I had not intended to return to this article until March 14th, two weeks. But this morning I discovered an error which I corrected a few moments ago. I myself intend to otherwise leave the section alone until then, to give other readers who would not normally look at the Discussion page an opportunity to become aware of the need for input/response and evaluate the usefulness or uselessness of the section. I suggest that you show good faith by allowing them to do that. Let's hear from other readers we haven't heard from before what they think of it. --Michael Paul Heart (talk) 15:07, 1 March 2011 (UTC)
I just did a review of the previous recommendations for restructuring of the article. The general consensus was that the article was too long, and that it was difficult to understand clearly; and for those two basic reasons cutting most of the discussion and then rearranging the subject matter into "Animals" and "Processes and Color" would improve its readability and intelligibility for the average reader. I agree that this has been accomplished. That was the consensus that was reached. The Timeline now puts the information into an illuminating historical perspective, which the article without it lacks. According to WP:Synthesis, "do not" combine material from multiple sources to reach or imply a conclusion not otherwise supported. The Timeline removes the possibility of either intended or unintended Synthesis of historical facts which could be interpreted as promoting an unhistorical and false conclusion: for example, that the multi-colored one-horned Tahash, and the interpretation that the word denotes an animal, historically preceded the interpretation and translation of the word as a tanning and dyeing process (not true); or that the King James Version's "badgers' skins" preceded the Douay-Rheims Bible's "violet colored skins" (not true). The Timeline "keeps 'em honest" by its sequence. The final "reminder" from Encyclopedia Judaica caps the whole argument of the article: no one really knows What "skins of tahashim" are. --Michael Paul Heart (talk) 16:10, 1 March 2011 (UTC)
Would using "possible origins and translations" be quite unobjectionable (subject to citing, of course)?

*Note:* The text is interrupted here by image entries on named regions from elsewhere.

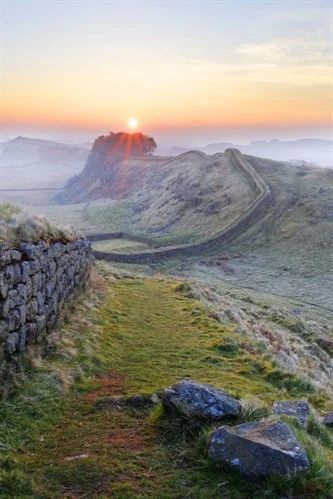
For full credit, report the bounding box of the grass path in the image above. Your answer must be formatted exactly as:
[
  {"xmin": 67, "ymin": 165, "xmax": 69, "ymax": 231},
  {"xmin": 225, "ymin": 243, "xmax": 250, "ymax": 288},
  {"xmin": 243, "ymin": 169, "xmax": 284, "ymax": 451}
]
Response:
[{"xmin": 0, "ymin": 279, "xmax": 332, "ymax": 499}]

Collect (talk) 13:31, 3 March 2011 (UTC)

() Michael Paul Heart asked me to comment. I am not entirely sure if a timeline is the best way of representing the information under discussion. Having a timeline presumes that the situation/opinion changes, while I get the impression from the article that there are simply divergent opinions where one does not displace the other. JFW | T@lk 13:34, 3 March 2011 (UTC)

(ec) I got a request from Michael Paul Heart to give an opinion here. I'm not quite sure why - have I made some small edit to the article in the past? I can't remember. It's not on my watchlist, nor something I feel a particular stake in. So I consider myself pretty uninvolved.

Having looked at the article, I think the timeline is (at least mildly) useful. The focus of the article appears to be to present, in some comprehensiveness, all of the different contending translations and glosses that have been given for this biblical word. As such it comes over as incredibly bitty -- X said this, but Y said that, but Z said the other, but AA said something else again. It's good to have the detail of what X, Y, Z and AA said somewhere in the article; but it doesn't make for easy readability, and the detail is a lot more than can be comfortably held (at least in my head) all at once. I think what MPH has done therefore is quite useful. It allows the reader to skim-read first to get an idea of some of the different contentions in play, then see the chronological evolution of different translations, then go back to have a second pass at the earlier presentation, this time perhaps taking in more of the detail.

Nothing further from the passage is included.